Secondo la Cassazione, in sostanza, nel caso di specie, non si era approdati nemmeno ad un abbozzo di trattativa, posto che l'amministratore della società da sottoporre a concordato preventivo si era limitato a recepire la richiesta, reiterata in due occasioni dall'imputato, di elargire una ingente somma (ancorché rateizzata) ad un creditore, a fronte della quale questi, detentore del 51% dei crediti, avrebbe espresso il proprio voto favorevole alla richiesta di concordato preventivo presentata al Tribunale.

L'istruttoria avrebbe evidenziato non lo svolgersi di una trattativa (che per definizione postula l'esistenza di proposte e controproposte, e comunque un comune obiettivo teso al raggiungimento di un accordo), ma solo la formulazione di una proposta da parte dell'imputato, a cui la persona offesa frapponeva un contegno passivo (che anzi evolveva in un tentativo di convincere controparte a desistere dal proposito criminoso); proposta che, conclude la decisione, non può essere neppure qualificata come pretesa estorsiva, essendo rimasto sullo sfondo l'accenno alle ripercussioni negative conseguenti al rifiuto della proposta e alla non ammissione del concordato.



Considerazioni conclusive

La sentenza della Cassazione pare da condividere.

Infatti, la fattispecie delittuosa di cui all'art. 233 R.D. n. 267 del 1942è lato sensu riconducibile alla categoria della corruzione, la quale, tuttavia, sia che si riferisca a rapporti fra privati e pubblici funzionari, ovvero alla corruzione tra privati di cui all'art. 2635 cod. civ., prevede, a differenza di quanto previsto con riferimento al delitto di “mercato di voto”, la rilevanza criminale anche della sola proposta corruttiva, della sola mera sollecitazione di denaro o altre utilità, quand'anche la stessa non sia accolta.

Tale aspetto, invece, non è considerato penalmente rilevante in sede fallimentare, per cui ove - come nel caso di specie - la condotta si esaurisca nella proposta di una delle parti integrante al più un'istigazione, essa, in mancanza di una disposizione, nell'ambito in questione, speculare a quella di cui all'art. 322 cod. pen. o all'art. 2635 cod. civ., rimane non punibile.

E' il caso, tuttavia, di valutare con completezza e con adeguata attenzione la pronuncia della Cassazione.

Infatti, i giudici di legittimità non hanno escluso – come erroneamente potrebbe ritenersi – la possibilità che il delitto di “mercato di voto” sia realizzato nella forma del tentativo.
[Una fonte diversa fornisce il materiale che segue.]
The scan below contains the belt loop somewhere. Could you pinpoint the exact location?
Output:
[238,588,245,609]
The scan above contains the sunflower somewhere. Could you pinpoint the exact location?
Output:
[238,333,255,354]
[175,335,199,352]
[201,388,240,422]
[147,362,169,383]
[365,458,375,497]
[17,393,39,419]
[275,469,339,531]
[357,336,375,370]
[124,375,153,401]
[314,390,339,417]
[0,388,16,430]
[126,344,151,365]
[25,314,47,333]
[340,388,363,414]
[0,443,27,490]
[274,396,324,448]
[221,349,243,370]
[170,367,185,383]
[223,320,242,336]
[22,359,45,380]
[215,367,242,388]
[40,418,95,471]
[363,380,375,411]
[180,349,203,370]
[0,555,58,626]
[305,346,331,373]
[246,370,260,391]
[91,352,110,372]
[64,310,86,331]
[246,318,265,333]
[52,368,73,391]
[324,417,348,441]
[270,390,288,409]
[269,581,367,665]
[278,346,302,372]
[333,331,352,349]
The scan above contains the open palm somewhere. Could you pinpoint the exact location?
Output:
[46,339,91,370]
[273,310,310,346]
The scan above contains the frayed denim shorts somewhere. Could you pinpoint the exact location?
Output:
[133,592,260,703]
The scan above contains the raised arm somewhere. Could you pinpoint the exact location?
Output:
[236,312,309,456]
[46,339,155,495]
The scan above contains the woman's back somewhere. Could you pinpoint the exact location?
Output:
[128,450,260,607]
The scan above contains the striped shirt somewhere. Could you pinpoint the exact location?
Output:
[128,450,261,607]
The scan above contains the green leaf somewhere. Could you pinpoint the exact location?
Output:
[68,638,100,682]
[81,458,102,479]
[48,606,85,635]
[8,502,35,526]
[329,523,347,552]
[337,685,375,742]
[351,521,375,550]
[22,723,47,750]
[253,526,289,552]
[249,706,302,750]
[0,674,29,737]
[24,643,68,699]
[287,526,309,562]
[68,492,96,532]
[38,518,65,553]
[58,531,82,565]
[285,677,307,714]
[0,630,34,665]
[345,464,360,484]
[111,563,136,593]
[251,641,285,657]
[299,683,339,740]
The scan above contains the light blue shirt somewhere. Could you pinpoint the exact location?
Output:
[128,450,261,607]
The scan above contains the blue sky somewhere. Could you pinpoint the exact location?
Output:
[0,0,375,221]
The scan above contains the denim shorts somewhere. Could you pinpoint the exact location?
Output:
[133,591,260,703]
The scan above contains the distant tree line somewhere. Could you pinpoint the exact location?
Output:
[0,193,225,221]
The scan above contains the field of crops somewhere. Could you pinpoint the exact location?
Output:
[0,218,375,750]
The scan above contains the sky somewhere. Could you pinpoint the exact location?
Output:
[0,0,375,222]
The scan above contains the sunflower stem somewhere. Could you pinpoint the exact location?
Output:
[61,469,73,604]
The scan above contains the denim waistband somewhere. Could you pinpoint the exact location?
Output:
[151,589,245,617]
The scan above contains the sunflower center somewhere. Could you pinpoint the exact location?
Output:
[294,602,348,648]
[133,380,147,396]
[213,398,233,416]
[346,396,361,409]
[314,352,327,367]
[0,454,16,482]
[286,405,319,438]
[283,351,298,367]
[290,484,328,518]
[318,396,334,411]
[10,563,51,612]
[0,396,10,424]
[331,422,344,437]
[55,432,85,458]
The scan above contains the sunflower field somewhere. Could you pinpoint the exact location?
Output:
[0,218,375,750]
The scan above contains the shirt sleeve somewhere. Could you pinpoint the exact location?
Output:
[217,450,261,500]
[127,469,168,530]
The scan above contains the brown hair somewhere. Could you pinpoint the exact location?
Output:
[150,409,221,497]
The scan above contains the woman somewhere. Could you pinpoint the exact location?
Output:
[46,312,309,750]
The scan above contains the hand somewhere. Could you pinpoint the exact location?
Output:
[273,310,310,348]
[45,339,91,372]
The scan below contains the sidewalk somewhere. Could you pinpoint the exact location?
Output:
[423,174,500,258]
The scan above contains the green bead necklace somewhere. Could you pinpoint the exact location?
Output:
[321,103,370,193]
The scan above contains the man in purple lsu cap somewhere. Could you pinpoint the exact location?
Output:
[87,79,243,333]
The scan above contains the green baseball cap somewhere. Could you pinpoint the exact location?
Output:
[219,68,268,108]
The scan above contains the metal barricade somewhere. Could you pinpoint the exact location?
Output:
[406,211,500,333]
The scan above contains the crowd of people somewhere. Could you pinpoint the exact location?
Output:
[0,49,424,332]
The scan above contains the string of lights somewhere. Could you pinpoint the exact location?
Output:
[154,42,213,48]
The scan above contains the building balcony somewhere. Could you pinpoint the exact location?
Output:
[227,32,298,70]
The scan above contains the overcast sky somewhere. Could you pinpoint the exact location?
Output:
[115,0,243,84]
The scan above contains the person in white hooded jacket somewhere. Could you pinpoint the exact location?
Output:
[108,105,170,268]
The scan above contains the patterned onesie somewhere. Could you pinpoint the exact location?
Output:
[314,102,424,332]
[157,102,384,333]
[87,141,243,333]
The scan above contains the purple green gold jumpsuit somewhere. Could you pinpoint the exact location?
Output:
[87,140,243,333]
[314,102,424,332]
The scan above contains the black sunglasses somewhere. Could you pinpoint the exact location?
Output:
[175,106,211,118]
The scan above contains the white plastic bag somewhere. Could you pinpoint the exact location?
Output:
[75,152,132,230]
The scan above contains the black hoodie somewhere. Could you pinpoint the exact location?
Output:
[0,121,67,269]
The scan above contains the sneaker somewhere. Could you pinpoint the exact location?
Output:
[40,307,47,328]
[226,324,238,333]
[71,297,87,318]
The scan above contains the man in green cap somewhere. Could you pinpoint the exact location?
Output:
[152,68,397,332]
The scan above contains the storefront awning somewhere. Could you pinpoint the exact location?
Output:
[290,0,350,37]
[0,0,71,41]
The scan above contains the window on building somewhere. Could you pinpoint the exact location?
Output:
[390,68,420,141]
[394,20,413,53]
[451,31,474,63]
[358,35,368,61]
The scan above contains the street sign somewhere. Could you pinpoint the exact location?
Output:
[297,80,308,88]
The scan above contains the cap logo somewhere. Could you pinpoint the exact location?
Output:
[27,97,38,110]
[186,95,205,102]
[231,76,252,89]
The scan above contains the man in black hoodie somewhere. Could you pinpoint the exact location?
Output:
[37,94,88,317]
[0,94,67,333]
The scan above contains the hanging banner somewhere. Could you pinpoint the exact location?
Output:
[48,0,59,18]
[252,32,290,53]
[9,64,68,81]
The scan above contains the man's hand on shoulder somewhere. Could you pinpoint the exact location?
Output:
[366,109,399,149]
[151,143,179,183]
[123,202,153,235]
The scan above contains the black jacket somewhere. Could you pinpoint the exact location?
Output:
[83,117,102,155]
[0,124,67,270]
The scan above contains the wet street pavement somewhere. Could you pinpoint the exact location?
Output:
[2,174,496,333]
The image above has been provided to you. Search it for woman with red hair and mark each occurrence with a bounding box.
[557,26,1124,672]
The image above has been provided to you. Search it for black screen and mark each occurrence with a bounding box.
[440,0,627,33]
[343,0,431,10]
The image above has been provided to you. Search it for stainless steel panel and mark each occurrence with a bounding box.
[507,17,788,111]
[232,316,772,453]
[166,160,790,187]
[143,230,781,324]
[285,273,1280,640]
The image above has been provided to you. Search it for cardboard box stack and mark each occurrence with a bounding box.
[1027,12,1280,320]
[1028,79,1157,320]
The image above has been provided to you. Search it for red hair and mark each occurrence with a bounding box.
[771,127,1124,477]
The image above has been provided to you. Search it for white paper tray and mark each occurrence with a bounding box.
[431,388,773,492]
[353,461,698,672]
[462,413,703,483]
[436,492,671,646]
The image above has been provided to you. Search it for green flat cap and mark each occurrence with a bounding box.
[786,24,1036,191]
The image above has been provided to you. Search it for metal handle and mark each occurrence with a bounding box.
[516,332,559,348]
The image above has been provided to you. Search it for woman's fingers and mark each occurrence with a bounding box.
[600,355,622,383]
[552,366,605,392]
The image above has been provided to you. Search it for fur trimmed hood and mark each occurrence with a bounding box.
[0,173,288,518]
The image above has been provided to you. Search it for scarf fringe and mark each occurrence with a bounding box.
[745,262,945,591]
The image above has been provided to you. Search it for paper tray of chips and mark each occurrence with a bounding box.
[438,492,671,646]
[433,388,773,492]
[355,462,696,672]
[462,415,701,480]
Semplicemente, per configurare il tentativo di tale fattispecie, necessariamente bilaterale, occorre che la trattativa sia pervenuta ad uno stadio tale da consentire di ravvisare l'idoneità degli atti diretti in modo non equivoco alla stipula dell'accordo e che l'accordo poi non si sia concluso per cause indipendenti dalla volontà degli autori.

Solo se la proposta proveniente da una delle parti rimane non accolta dall'altra, neppure in termini di avvio di una trattativa, il tentativo non è configurabile.